EDITOR’S NOTE: The following blog post was delivered by the National Federation of Independent Business
A recent survey of business executives by The Hartford Steam Boiler Inspection and Insurance Company (HSB), part of Munich Re, shows that 53 percent of firms have experienced a cyber attack in the past year. Of the hacked companies in the last 12 months, 72 percent spent over $5,000 to investigate each cyber attack, restore or replace software and hardware, and deal with other consequences. More than one-third (38 percent) of the hacked businesses spent more than $50,000 to respond; 10 percent spent $100,000 to $250,000, and 7 percent more than $250,000, as cited in the survey.
The survey also shows that seven in 10 executives are concerned that data would be destroyed as a result of a cyber attack and 62 percent were concerned about equipment damage. Indeed, the most common result of a cyber attack for a business is loss data followed by business interruption.
Malware (53 percent) and viruses (51 percent) were the most common types of cyber attacks, according to survey respondents. Businesses and institutions also experienced distributed denial of service (DDoS) attacks (35 percent); ransomware (29 percent); cyber extortion (25 percent) and social engineering (13 percent).
As a result of the rise in incidents, as well of the awareness of the extent of damage a cyber attack could wreak on a business, more and more are not only purchasing Cyber insurance coverage but also increasing the level of coverage they have. The increase in the Cyber market is underscored by a 2017 RIMS Cyber Survey, which shows that organizations are buying more insurance.
Cyber Liability Insurance
Cyber coverage can be designed to respond to both first-party and third-party losses with a policy tailored to include the following:
- Brand Protection/PR Expenses: Designed to help a business communicate to customers, business partners, and the public in response to news of a data breach in order to try to prevent and limit lost business.
- Breach of the Network: Includes both remediation expenses and notification costs to customers and/or patients whose data may be compromised.

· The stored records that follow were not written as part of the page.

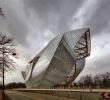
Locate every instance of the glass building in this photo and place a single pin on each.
(60, 61)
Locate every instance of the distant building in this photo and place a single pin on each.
(60, 61)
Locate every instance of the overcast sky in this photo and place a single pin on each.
(33, 23)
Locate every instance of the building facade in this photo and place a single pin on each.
(60, 61)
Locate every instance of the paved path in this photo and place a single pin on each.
(33, 96)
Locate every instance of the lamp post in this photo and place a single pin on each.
(3, 94)
(3, 70)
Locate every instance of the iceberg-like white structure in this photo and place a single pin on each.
(60, 61)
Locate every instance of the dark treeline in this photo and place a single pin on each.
(13, 85)
(97, 81)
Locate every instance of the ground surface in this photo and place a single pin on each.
(33, 96)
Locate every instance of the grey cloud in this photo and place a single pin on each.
(101, 18)
(55, 14)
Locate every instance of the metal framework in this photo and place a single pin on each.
(60, 61)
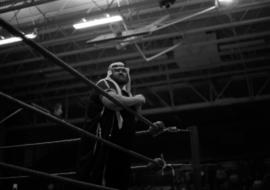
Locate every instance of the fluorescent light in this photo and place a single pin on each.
(97, 22)
(16, 39)
(226, 2)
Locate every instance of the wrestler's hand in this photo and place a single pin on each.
(140, 98)
(159, 128)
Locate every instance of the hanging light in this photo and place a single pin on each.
(91, 23)
(10, 40)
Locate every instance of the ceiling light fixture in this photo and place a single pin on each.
(10, 40)
(96, 22)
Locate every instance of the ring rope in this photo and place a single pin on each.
(40, 143)
(26, 176)
(54, 177)
(84, 132)
(49, 55)
(10, 115)
(64, 141)
(139, 167)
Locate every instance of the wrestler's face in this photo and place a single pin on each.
(120, 75)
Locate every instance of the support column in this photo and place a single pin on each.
(195, 157)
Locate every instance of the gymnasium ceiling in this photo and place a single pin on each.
(222, 57)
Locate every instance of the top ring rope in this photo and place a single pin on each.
(49, 55)
(55, 177)
(84, 132)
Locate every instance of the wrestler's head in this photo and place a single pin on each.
(119, 73)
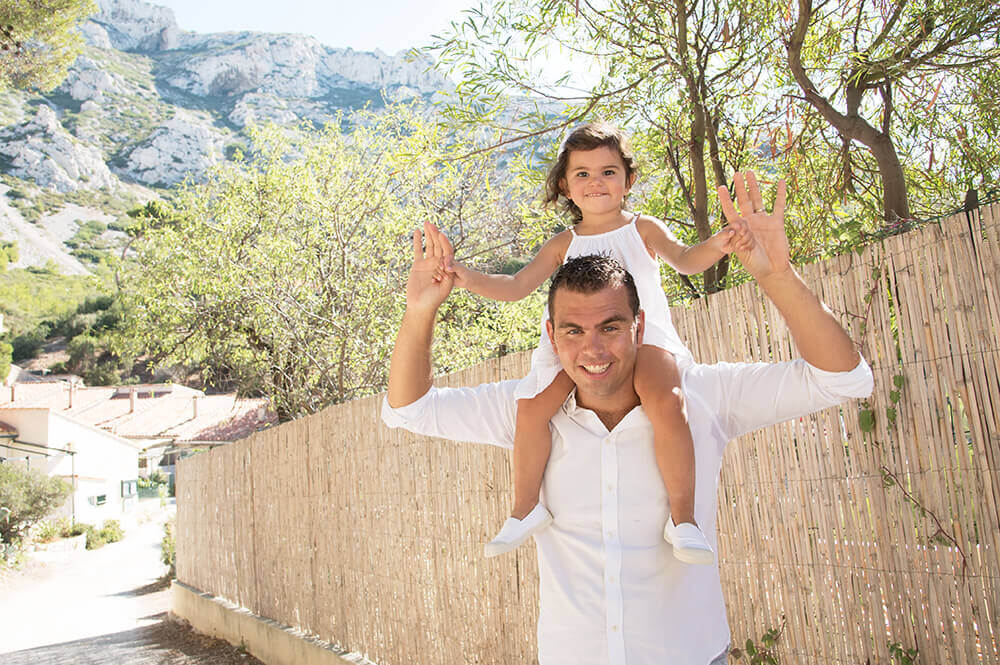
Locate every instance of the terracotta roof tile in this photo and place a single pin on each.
(166, 414)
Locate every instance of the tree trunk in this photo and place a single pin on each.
(851, 125)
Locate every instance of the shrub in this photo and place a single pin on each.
(74, 530)
(168, 548)
(95, 538)
(112, 531)
(27, 497)
(50, 530)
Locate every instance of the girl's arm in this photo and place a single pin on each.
(689, 260)
(509, 287)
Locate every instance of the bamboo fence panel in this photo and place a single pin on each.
(847, 540)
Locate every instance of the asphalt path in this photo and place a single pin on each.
(101, 607)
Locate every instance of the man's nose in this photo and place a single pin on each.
(593, 344)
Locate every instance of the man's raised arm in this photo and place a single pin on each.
(410, 368)
(818, 335)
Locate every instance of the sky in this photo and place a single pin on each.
(389, 25)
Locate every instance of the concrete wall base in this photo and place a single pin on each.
(271, 642)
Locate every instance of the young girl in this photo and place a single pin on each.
(591, 178)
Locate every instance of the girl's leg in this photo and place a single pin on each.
(658, 384)
(532, 445)
(533, 442)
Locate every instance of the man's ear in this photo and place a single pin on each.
(551, 330)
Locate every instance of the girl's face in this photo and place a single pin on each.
(596, 181)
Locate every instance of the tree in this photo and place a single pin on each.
(28, 496)
(676, 72)
(39, 41)
(282, 274)
(874, 59)
(705, 87)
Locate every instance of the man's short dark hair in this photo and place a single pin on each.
(592, 273)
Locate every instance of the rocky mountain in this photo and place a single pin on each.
(148, 105)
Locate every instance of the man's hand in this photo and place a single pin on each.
(410, 367)
(768, 255)
(424, 291)
(818, 334)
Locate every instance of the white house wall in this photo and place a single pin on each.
(102, 460)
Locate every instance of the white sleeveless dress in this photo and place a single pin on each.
(626, 246)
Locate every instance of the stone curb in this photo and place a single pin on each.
(271, 642)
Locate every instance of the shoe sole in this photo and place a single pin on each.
(490, 550)
(697, 557)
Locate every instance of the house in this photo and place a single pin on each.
(105, 437)
(100, 466)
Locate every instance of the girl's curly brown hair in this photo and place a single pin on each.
(586, 137)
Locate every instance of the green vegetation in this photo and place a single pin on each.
(26, 497)
(898, 124)
(39, 41)
(168, 548)
(282, 274)
(31, 296)
(8, 254)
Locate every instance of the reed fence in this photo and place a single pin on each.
(873, 524)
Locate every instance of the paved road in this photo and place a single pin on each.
(101, 607)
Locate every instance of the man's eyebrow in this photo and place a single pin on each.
(617, 318)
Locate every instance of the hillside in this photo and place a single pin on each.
(148, 105)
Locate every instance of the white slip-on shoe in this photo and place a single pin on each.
(515, 531)
(689, 543)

- Cyber Extortion: Covers the ransom to a cyber criminal who accesses and encrypts data and is demanding payment to stop or prevent an attack.
- Business Income and Extra Expense: Covers lost profits and extra expenses following a data breach.
Other first-party coverages available include data restoration expenses, computer fraud, or fund transfer fraud.
- Breach or Loss of Data: If data is lost, this coverage will respond in the event a suit for damages is filed.
- Media Liability: As on-line information increasingly replaces traditional sources such as newspapers, TV, and radio, losses due to infringement are possible.
- Regulatory Investigation/Fines: Covers the legal, technical or forensic services necessary to respond to governmental inquiries relating to a cyber-attack; also provides coverage for fines, penalties, investigations or other regulatory actions.